To ensure that our results were not impacted by confounders not included in our adaptation of the SVD method described above, we repeated our analyses by correcting the DNAm-values directly for the first three DNAm PCs. We used the DNAm PCs as described above and corrected the DNAm-values using the removeBatchEffect function in the R package limma [26].

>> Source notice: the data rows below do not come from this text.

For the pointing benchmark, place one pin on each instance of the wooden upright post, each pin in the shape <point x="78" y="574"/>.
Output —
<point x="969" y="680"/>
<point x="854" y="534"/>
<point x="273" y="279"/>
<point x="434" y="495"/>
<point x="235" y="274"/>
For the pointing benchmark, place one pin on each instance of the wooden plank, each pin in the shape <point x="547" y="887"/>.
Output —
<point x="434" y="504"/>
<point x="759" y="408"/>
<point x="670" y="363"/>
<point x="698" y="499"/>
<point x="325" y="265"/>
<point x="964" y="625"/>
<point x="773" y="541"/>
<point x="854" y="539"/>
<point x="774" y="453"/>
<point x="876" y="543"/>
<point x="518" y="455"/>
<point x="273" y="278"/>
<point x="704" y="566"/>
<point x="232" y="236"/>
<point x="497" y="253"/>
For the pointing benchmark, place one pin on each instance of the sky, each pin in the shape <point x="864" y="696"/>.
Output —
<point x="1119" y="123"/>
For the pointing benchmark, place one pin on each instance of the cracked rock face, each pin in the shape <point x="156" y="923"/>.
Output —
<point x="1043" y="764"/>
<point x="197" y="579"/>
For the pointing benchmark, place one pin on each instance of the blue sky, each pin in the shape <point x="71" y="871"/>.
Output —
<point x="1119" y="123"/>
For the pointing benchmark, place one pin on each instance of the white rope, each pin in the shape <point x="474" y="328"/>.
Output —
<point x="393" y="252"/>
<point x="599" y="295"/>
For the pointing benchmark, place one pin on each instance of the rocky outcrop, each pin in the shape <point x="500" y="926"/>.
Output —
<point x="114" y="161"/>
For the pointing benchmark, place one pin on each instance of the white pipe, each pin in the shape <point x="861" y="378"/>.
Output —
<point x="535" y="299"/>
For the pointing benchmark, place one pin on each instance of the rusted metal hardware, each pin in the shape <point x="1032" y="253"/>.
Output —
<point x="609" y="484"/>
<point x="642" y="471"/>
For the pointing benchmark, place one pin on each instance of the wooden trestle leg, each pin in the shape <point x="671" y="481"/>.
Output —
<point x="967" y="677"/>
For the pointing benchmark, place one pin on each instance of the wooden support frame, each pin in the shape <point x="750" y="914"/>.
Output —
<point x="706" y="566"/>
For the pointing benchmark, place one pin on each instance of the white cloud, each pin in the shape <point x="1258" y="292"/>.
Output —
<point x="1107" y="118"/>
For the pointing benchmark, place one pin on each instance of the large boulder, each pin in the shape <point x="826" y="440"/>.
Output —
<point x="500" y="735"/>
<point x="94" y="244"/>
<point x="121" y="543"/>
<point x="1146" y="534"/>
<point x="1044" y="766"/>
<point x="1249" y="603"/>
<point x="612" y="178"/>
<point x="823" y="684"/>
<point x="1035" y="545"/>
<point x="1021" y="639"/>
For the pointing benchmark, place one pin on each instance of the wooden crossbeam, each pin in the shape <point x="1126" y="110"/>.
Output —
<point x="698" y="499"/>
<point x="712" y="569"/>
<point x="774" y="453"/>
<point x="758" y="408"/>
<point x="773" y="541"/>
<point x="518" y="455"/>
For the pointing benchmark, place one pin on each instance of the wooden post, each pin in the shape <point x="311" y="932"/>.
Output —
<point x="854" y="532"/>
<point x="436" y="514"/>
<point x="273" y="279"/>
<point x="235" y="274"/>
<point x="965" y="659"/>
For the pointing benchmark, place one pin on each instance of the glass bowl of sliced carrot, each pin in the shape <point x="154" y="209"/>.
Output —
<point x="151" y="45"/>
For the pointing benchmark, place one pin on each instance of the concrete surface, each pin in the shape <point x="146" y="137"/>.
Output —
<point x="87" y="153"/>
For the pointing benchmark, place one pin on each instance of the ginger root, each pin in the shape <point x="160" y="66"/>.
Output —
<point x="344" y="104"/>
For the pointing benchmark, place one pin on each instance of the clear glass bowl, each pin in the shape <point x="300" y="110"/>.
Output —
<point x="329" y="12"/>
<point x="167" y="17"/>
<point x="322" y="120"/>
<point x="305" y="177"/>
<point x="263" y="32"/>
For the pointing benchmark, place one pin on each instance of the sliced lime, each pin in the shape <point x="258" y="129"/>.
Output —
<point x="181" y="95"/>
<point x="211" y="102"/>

Identification of CpG sites with correlated DNAm values between paired brain and buccal samples
Spearman rank correlations were calculated for each CpG site in a pair-wise manner across buccal and PFC samples using the R base function cor.test. The resulting p-values were adjusted for multiple testing using the FDR approach with the R base function p.adjust. FDR q-values < 0.05 were considered genome-wide significant in the context of this study. These analyses were performed for the matrices with the two batches (MADRC-1 and MADRC-2) combined, and for each batch separately. Our choice of using nonparametric Spearman rank (as opposed to parametric Pearson’s correlation analyses) was motivated by the fact that neither the buccal nor the brain derived DNAm data were normally distributed, and computation of Pearson’s r assumes linearity of the correlation, an assumption that is not necessarily fulfilled here in all instances.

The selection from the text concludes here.